Qu’est-ce qu’un crypto block et comment fonctionne-t-il ?

Qu’est-ce qu’un crypto block ?
Un crypto block est un bloc virtuel au sein d’une blockchain dans lequel les transactions sont regroupées et enregistrées. Cela se fait dans un registre numérique qui stocke toutes les transactions ayant lieu au sein d’un réseau décentralisé. Chaque fois qu’une interaction a lieu dans le réseau, celle-ci est regroupée dans un crypto block. Un tel bloc contient notamment des informations sur les transactions elles-mêmes, mais aussi un horodatage et une référence au bloc précédent. Cette approche crée une chaîne de blocs, ce qui explique le nom blockchain.
En résumé : une blockchain est une collection de crypto blocks.
À retenir
- Les crypto blocks sont des structures de données au sein d’une blockchain dans lesquelles les transactions sont regroupées et enregistrées chronologiquement, créant ainsi un historique de transactions transparent et vérifiable.

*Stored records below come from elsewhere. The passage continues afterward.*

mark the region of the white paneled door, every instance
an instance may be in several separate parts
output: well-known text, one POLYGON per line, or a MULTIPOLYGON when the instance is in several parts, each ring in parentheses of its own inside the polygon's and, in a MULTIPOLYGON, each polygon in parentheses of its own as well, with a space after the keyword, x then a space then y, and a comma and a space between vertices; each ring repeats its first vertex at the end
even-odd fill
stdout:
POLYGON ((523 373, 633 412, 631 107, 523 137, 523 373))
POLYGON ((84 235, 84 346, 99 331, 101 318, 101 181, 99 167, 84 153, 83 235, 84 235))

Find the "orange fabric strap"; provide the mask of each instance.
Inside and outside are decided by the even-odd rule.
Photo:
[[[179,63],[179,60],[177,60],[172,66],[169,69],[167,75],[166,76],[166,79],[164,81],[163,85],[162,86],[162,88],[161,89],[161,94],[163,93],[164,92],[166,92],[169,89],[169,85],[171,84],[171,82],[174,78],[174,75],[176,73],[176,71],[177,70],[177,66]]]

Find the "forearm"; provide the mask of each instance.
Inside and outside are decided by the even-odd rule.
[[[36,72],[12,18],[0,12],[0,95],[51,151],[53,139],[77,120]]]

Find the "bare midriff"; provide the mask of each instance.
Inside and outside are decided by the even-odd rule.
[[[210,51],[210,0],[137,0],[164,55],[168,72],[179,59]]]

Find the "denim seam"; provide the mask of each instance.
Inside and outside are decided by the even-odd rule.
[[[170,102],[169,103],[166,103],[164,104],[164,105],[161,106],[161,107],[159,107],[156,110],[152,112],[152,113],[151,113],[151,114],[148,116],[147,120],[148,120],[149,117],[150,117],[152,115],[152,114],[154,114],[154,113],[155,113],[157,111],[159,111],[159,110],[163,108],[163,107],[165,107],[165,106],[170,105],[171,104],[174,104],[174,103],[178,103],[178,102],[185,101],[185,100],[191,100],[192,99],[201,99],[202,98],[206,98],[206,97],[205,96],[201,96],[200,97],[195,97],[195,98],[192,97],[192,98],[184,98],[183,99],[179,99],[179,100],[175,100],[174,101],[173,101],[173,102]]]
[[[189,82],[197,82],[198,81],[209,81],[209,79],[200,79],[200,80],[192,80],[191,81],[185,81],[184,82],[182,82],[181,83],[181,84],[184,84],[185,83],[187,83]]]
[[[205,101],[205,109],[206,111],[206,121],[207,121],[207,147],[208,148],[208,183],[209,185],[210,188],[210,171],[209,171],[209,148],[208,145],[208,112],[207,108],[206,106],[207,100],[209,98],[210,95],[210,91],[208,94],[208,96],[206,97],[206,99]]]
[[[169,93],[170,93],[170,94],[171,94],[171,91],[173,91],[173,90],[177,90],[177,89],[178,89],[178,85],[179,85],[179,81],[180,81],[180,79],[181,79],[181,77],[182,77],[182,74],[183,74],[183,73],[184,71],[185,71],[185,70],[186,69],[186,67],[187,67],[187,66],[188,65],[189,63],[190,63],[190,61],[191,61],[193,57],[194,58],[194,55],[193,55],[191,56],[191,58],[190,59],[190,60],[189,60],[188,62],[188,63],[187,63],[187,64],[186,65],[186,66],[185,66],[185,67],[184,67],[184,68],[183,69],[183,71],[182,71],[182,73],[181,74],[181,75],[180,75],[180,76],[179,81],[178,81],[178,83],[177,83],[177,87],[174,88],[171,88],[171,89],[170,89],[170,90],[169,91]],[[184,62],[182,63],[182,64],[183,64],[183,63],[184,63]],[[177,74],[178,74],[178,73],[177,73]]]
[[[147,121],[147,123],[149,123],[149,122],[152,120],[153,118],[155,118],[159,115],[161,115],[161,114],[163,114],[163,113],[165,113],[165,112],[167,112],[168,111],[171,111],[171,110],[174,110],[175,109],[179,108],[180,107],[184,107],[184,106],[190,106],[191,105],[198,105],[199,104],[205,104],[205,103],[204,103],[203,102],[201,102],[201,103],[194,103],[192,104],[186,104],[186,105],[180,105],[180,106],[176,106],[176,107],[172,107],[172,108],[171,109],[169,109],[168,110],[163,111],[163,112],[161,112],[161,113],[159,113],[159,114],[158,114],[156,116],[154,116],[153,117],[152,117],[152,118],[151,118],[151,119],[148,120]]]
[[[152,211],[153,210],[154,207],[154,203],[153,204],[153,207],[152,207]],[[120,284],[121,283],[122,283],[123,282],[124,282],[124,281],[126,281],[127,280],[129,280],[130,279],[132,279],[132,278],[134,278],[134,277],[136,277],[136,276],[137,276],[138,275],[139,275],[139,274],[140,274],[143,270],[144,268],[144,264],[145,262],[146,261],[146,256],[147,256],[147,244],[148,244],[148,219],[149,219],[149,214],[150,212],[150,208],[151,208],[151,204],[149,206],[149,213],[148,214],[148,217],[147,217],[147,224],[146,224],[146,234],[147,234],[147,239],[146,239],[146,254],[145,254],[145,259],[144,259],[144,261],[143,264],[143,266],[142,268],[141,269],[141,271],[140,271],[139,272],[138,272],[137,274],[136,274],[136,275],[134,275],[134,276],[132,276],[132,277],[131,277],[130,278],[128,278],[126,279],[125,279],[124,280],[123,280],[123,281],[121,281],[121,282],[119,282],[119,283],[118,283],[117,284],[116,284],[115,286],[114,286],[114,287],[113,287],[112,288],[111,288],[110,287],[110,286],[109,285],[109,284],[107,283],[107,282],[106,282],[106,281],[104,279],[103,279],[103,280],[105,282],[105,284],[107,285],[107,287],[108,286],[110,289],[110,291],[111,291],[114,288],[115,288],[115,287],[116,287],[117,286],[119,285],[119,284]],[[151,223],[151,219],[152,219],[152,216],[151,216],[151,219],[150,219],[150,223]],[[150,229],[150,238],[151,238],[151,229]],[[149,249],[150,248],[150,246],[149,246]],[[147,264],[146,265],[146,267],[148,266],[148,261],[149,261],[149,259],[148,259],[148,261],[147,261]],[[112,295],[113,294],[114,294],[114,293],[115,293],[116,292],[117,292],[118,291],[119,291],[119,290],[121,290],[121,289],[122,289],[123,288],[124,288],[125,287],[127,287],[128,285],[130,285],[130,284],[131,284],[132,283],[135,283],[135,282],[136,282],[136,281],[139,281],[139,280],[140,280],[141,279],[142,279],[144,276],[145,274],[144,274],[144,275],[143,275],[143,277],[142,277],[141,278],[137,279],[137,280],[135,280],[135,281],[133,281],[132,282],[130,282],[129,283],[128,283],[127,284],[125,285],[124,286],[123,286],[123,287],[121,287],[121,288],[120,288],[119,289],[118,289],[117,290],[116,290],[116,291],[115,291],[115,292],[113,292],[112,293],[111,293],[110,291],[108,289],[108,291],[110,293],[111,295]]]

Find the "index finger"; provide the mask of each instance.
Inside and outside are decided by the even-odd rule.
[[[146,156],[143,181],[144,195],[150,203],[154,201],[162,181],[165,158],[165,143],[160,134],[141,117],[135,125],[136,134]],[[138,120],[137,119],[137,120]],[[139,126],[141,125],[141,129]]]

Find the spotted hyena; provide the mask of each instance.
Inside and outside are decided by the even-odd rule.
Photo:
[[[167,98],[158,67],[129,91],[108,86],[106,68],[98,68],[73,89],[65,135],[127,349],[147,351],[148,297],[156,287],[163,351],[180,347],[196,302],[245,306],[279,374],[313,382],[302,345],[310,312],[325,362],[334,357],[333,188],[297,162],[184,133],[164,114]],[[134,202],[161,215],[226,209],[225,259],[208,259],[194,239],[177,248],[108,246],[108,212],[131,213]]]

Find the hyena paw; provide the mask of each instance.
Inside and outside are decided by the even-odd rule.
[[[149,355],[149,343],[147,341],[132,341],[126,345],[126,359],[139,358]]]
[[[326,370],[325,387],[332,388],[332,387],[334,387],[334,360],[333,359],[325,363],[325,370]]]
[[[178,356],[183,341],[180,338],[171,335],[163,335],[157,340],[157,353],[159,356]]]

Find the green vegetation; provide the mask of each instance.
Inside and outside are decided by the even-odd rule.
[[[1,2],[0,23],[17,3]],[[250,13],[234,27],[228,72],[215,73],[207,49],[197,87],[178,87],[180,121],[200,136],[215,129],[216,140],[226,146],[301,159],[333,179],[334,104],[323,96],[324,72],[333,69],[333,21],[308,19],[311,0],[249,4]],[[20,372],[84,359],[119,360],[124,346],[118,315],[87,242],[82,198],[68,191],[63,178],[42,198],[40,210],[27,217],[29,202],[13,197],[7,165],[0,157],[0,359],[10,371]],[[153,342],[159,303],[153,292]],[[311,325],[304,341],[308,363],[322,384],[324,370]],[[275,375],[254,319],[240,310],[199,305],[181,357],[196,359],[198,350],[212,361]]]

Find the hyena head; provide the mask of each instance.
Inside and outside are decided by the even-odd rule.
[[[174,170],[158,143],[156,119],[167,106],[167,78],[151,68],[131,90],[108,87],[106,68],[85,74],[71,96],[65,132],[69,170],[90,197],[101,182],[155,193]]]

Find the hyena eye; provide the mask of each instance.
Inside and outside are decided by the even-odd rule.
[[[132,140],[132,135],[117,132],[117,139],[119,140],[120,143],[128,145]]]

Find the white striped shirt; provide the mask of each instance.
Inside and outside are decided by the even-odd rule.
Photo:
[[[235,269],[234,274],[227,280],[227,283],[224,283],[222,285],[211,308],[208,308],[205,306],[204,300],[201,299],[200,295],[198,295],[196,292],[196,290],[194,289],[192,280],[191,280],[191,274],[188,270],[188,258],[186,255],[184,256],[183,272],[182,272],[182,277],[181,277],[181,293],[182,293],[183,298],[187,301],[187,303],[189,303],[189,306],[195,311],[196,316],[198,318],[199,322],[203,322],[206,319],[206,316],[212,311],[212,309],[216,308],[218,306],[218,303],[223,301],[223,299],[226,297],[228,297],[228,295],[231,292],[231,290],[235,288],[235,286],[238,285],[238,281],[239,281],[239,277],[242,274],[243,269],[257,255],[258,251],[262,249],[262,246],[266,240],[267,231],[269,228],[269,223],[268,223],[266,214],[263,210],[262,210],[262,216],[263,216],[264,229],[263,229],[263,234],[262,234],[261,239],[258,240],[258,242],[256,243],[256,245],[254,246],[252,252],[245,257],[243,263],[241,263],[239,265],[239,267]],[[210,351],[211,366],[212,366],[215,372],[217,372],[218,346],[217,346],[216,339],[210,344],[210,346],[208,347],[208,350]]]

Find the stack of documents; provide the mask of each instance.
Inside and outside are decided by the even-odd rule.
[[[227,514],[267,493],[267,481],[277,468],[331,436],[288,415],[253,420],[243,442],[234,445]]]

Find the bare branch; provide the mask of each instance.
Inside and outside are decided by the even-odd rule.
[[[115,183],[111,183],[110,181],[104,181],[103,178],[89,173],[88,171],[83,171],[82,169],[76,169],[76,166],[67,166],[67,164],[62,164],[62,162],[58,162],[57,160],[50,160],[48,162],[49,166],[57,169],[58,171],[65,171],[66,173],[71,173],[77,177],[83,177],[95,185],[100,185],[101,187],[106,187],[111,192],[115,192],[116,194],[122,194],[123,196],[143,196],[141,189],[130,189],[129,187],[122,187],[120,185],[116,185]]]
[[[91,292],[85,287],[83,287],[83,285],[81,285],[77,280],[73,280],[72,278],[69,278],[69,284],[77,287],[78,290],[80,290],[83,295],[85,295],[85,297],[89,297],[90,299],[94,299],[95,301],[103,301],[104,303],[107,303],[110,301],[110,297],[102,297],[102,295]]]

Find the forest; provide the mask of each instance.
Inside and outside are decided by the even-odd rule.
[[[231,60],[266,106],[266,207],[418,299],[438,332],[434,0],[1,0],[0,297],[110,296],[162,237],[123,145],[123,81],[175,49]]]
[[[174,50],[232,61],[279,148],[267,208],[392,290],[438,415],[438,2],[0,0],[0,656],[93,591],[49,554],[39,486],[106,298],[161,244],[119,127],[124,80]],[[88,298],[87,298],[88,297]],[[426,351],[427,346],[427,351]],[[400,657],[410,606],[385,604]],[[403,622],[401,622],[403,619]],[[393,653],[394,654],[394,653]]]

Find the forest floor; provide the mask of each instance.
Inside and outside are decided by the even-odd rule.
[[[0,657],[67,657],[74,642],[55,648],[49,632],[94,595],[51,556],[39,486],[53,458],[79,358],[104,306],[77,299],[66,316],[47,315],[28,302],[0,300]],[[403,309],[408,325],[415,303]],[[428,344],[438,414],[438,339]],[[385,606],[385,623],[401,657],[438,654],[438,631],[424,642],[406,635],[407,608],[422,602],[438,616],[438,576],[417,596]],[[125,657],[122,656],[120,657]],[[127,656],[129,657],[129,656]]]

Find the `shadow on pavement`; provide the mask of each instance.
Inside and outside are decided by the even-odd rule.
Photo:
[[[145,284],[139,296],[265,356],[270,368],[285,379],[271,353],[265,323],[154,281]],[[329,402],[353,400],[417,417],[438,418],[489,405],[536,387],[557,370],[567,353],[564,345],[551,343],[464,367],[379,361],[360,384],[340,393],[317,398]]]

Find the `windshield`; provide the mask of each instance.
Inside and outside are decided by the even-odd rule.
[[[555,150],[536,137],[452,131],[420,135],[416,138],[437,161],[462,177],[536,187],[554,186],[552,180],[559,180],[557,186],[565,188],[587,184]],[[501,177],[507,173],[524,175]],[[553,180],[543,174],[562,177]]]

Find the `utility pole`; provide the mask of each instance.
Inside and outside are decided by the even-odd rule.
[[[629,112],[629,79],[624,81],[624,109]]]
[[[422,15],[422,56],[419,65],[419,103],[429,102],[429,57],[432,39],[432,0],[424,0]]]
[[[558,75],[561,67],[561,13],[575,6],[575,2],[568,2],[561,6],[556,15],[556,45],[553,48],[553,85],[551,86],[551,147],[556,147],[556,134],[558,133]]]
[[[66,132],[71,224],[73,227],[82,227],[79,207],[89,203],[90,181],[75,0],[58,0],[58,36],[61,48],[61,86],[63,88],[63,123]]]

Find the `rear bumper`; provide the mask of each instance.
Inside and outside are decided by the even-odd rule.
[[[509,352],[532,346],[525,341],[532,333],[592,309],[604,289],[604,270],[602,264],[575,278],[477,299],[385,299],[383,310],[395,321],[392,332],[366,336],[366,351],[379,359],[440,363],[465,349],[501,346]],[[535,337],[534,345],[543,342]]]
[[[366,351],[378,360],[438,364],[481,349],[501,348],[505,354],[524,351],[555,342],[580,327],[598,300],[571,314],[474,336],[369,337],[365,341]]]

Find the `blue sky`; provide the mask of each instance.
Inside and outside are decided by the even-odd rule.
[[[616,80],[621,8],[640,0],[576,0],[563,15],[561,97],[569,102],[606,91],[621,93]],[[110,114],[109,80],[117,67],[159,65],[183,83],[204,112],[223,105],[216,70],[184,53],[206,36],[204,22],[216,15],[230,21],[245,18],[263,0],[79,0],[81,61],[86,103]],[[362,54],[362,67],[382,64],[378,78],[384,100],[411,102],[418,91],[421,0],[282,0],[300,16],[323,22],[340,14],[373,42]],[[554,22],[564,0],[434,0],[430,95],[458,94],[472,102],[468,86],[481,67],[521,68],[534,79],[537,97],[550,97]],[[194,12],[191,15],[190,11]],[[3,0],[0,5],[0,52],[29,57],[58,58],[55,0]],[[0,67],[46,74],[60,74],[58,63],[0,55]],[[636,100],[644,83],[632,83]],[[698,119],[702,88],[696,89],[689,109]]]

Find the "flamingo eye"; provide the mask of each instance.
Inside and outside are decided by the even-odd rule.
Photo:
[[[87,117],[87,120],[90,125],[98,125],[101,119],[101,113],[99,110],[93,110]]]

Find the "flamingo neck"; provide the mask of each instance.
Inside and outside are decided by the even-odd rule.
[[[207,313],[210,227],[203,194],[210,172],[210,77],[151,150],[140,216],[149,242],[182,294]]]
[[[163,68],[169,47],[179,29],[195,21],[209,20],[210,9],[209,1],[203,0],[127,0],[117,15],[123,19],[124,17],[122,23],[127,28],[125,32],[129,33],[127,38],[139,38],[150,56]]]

- Chaque crypto block est lié cryptographiquement au bloc précédent via des hashes, ce qui rend les modifications a posteriori pratiquement impossibles sans un contrôle total du réseau.
- Les blocs sont validés et ajoutés via des mécanismes de consensus tels que Proof of Work ou Proof of Stake, dans lesquels les miners ou validators assurent conjointement la sécurité du réseau.
- Grâce aux block explorers, le contenu des blocs est accessible au public, y compris les transactions, les horodatages, les fees et les block producers, tandis que les wallets présentent ces données de manière conviviale.
- Grâce à cette structure de blocs, les blockchains peuvent fonctionner sans intermédiaire central, garantissant la décentralisation, la fiabilité et la résistance à la fraude et à la censure.
Comment fonctionne un crypto block ?
Un crypto block fonctionne comme une boîte numérique dans laquelle les informations sont stockées. Le fonctionnement est le suivant :
- Un utilisateur effectue une transaction.
- La transaction est temporairement collectée et stockée au sein du réseau.
- Lorsqu’il y a suffisamment de transactions pour remplir un bloc, celles-ci sont regroupées dans un bloc. Le nombre de transactions stockées dépend de la taille du bloc de la blockchain.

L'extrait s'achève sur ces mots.